Abstract:
Objective To construct and validate a risk prediction model for malnutrition in non-dialysis patients with stages 3 to 5 chronic kidney disease (CKD) based on Logistic regression (LR) and XGBoost algorithms, and to compare the predictive performance between the two models.
Methods A total of 506 CKD patients were enrolled as study subjects. According to chronological order, they were divided into training set (n=404) and test set (n=102) at the ratio of 8 to 2. The training set was divided into case group and control group based on whether they were malnourished, with 202 cases in each group. The LR and XGBoost models were established, and the model efficacy was evaluated through the area under the receiver operating characteristic (ROC) curve (AUC), sensitivity, specificity, GiViTI calibration curve band and clinical decision curve.

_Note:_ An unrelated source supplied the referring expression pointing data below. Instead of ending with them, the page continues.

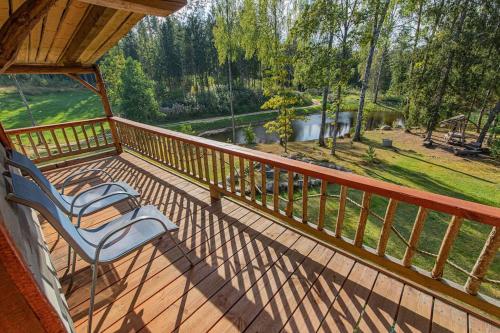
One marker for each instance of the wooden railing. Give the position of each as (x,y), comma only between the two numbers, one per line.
(286,188)
(50,142)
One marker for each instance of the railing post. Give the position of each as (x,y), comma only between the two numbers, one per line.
(4,138)
(444,251)
(483,262)
(107,108)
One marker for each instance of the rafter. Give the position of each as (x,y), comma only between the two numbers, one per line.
(17,28)
(146,7)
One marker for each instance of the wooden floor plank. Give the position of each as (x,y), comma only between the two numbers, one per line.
(346,310)
(275,314)
(154,290)
(414,312)
(251,273)
(314,307)
(255,299)
(380,312)
(149,310)
(477,325)
(448,319)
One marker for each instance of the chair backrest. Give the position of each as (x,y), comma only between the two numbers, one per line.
(27,193)
(27,166)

Results The LR model identified age ≥60 years, disease of stage 5, reduced appetite, hypoalbuminemia, low prealbumin, low mid-arm muscle circumference and high perceived stress as independent risk factors for malnutrition among non-dialysis CKD patients, while physical activity was identified as a protective factor (P < 0.05). In the XGBoost model, the top five influential variables were serum albumin, appetite, physical activity, prealbumin and mid-arm muscle circumference. The AUC of the LR and XGBoost models in the training set were 0.930 and 0.947 respectively, and those in the test set were 0.925 and 0.933. The predictive ability of the latter was slightly higher (P>0.05). The GiViTI calibration curve bands all showed good calibration capability.
Conclusion The XGBoost model combined with shapley additive explanation performs better in identifying malnourished patients and guiding precise care.